Real estate agent Daniel Lowe said his listing for a $1.1 million home in Beverly Glen sat on the market for more than a year, without much activity the last several months. That changed as soon as mortgage interest rates started to rise.
“In the past month and a half, all of a sudden I got a bunch of calls and showings,” the agent with Brentwood’s Gibson International said. “I’m literally living over at the house.”
He said the property received a flood of interest without a price reduction or any additional marketing efforts. The seller fielded multiple offers before the home went into escrow the first week of this month.
Prospective buyers told him they feared mortgage interest rates rising further, continuing along a trajectory that began in November.
“We know our purchasing power is going to dwindle in the next few months. We want to get in there and purchase now,” Lowe offered as a summation of home hunters’ sentiments.
Mortgage interest rates rose in November and December, before dipping in the new year. The 30-year fixed-rate mortgage rate ended the second week of January at 4.12 percent. That’s down from 4.32 percent at the end of last month, but up from 3.47 percent at the end of October, according to Freddie Mac.
A year ago at this time, rates were at 3.92 percent before backing off to an average of about 3.5 percent for the rest of 2016.

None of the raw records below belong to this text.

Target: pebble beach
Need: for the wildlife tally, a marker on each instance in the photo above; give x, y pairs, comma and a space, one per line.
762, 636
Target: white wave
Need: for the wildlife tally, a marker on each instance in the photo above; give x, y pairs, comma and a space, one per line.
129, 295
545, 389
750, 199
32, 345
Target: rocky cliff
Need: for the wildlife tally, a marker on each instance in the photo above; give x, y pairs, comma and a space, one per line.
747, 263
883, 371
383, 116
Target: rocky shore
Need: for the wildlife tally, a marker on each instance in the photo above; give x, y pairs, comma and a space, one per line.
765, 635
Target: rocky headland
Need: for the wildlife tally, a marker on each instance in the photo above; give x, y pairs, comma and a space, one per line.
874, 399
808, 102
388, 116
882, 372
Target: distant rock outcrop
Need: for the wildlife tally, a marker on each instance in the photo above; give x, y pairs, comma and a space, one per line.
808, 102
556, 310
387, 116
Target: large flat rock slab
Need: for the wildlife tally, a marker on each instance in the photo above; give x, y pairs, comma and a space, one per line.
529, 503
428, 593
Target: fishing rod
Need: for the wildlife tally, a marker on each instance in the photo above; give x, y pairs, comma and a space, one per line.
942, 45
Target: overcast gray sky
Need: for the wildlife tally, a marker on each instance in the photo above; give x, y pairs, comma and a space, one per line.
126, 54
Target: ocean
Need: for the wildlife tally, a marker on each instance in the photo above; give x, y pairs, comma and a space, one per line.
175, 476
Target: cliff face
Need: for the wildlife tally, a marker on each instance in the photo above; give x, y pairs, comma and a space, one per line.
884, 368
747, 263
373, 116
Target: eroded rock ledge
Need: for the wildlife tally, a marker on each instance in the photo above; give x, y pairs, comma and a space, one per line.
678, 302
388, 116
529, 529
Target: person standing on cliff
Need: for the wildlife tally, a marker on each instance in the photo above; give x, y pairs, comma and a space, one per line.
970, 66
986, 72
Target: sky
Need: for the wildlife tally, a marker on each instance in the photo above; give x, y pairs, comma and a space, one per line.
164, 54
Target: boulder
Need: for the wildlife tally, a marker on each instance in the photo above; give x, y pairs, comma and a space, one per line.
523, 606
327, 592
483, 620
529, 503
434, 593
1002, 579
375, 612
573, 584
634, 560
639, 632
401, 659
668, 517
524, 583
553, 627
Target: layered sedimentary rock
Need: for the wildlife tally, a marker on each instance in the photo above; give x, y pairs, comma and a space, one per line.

At the current interest rate on a 30-year fixed-rate mortgage, buyers who put down 20 percent of the purchase price on a $555,000 home, the median price in Los Angeles County in November, would pay $164 more a month than they would have at the end of October.
The push to lock in lower rates has driven a surge in transactions across the market in recent weeks, according to real estate brokers.
“There are many (buyers) in this mind-set. I haven’t come across anybody who is holding off,” said J.J. Wallack, an agent with Keller Williams Beverly Hills. “I’ve only come across that it’s encouraging them to buy now.”
Rates could continue to go up if the economy strengthens and in reaction to potentially inflationary results of President-elect Donald Trump’s promise to cut taxes and increase government spending on infrastructure.
“They’re raising rates on loans because they expect that when borrowers repay they will repay with less valuable currency because of inflation,” said Rodney Ramcharan, research director at USC’s Lusk Center for Real Estate.